The Range Over String Returns Runes, Not Bytes

You are building a text logger that truncates messages to a maximum length. You write a helper function that slices the string at index 100. Most of the time, it works fine. Then a user submits a message full of emojis or Chinese characters. The output is garbled. The truncation cut a multi-byte character in half, leaving a broken glyph and a panic downstream when the database rejects invalid UTF-8. Or you are calculating a checksum and your loop skips bytes because the range loop jumped over continuation bytes, treating them as part of the previous character.

The issue is the same in both cases. You assumed the string is a sequence of characters where each character occupies one slot. In Go, strings are sequences of bytes. Those bytes encode text in UTF-8, which is a variable-width encoding. Some characters take one byte. Others take two, three, or four.

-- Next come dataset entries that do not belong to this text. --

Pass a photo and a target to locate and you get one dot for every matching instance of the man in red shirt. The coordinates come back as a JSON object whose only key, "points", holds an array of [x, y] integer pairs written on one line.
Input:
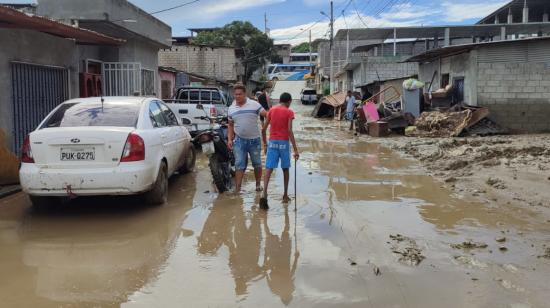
{"points": [[278, 149]]}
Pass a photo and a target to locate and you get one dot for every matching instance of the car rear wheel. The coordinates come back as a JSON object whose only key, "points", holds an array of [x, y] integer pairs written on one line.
{"points": [[158, 195], [190, 160]]}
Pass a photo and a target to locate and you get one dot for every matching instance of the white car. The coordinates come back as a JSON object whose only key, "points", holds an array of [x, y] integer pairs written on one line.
{"points": [[105, 146]]}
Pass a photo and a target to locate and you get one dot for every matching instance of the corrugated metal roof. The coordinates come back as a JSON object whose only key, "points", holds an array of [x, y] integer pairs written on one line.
{"points": [[483, 30], [458, 49], [11, 18]]}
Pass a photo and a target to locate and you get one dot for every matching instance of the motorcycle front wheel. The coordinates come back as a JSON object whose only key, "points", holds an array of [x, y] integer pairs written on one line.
{"points": [[221, 173]]}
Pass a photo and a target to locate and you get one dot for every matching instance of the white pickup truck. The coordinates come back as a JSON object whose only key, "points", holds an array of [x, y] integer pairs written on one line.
{"points": [[184, 104]]}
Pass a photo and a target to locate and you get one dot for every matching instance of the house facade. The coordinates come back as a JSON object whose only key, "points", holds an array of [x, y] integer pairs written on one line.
{"points": [[511, 78]]}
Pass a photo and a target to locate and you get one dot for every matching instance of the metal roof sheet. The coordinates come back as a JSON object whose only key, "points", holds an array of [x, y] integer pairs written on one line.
{"points": [[11, 18]]}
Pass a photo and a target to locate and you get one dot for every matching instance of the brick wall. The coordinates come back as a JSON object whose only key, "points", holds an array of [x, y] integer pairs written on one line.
{"points": [[517, 94], [379, 68], [219, 62]]}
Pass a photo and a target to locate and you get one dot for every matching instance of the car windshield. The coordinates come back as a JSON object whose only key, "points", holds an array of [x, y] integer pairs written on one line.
{"points": [[94, 114]]}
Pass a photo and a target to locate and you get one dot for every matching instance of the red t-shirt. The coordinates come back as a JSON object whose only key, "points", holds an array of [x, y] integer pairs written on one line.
{"points": [[278, 117]]}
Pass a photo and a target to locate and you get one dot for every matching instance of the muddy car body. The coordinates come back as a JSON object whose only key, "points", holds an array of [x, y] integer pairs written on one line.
{"points": [[105, 146]]}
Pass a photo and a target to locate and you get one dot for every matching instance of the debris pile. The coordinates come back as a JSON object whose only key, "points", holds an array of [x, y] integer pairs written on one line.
{"points": [[469, 244], [441, 124], [406, 247]]}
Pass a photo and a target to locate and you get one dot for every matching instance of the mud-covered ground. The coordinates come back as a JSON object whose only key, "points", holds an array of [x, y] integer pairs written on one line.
{"points": [[501, 169], [371, 229]]}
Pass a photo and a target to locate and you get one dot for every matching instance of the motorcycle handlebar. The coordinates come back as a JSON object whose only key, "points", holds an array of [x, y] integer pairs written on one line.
{"points": [[216, 119]]}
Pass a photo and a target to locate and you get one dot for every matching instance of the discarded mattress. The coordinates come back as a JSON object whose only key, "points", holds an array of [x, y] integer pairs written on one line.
{"points": [[330, 106], [441, 124]]}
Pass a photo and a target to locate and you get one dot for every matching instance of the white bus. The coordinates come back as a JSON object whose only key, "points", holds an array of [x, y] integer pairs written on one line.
{"points": [[288, 71]]}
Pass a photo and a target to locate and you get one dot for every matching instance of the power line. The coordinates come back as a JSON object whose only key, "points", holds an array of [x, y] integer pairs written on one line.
{"points": [[359, 15], [174, 7]]}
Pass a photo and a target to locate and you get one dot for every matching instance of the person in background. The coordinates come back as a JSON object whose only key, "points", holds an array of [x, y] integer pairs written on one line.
{"points": [[244, 135], [264, 100], [350, 105], [281, 137]]}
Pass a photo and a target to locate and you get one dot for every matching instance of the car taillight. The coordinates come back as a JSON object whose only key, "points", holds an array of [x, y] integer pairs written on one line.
{"points": [[204, 138], [213, 112], [134, 149], [26, 153]]}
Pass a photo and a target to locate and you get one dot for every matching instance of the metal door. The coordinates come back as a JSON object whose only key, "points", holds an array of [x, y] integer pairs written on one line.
{"points": [[37, 90], [121, 78]]}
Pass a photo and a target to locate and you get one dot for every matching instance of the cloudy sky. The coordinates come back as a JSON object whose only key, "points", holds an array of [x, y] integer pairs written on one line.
{"points": [[287, 18]]}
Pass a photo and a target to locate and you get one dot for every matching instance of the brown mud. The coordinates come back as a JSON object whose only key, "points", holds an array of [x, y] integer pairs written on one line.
{"points": [[208, 250], [502, 169]]}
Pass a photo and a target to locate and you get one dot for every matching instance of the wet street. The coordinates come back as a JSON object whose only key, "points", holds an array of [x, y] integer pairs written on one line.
{"points": [[370, 230]]}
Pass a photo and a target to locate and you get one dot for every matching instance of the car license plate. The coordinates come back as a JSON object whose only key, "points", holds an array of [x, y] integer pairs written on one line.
{"points": [[77, 154], [208, 148]]}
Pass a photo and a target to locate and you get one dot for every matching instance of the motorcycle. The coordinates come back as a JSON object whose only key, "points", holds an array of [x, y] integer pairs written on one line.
{"points": [[213, 142]]}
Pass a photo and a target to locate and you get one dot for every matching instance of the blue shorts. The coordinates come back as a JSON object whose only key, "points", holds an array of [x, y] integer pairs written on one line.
{"points": [[278, 150], [242, 148]]}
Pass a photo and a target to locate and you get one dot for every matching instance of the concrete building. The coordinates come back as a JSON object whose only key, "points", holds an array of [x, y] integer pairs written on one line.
{"points": [[112, 50], [511, 78], [519, 11], [283, 51], [39, 68], [218, 62], [128, 69]]}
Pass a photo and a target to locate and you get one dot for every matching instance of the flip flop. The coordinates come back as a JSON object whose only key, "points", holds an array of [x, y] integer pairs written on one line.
{"points": [[263, 204]]}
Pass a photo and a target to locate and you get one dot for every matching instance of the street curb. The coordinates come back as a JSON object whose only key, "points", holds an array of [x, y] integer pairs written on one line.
{"points": [[8, 191]]}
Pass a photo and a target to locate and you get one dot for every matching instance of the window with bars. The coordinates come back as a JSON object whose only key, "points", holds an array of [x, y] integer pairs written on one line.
{"points": [[147, 82]]}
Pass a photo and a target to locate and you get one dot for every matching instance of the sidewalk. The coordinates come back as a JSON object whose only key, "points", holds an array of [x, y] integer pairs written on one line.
{"points": [[7, 190]]}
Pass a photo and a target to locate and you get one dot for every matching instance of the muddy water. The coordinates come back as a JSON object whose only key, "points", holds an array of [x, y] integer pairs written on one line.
{"points": [[209, 250]]}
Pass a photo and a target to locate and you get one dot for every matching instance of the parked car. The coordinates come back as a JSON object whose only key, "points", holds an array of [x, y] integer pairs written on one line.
{"points": [[214, 101], [309, 96], [105, 146]]}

The range loop is smart enough to decode UTF-8. It yields full Unicode code points, called runes, not raw bytes. If you need bytes, range is the wrong tool.

Runes versus bytes

Go strings are immutable sequences of bytes. The language does not enforce a specific encoding, but the convention is UTF-8. UTF-8 is designed so that ASCII characters (values 0 to 127) use a single byte. Characters outside ASCII use multi-byte sequences. The emoji 🚀 is four bytes. The letter é is two bytes. The character 中 is three bytes.

When you use range on a string, the compiler generates code that decodes the UTF-8 stream. The loop variable is a rune, which is an alias for int32. You get the full Unicode code point value. The loop advances by the width of the character. If the character is one byte, the index moves by one. If it is four bytes, the index jumps by four. You never see the internal bytes of a multi-byte sequence.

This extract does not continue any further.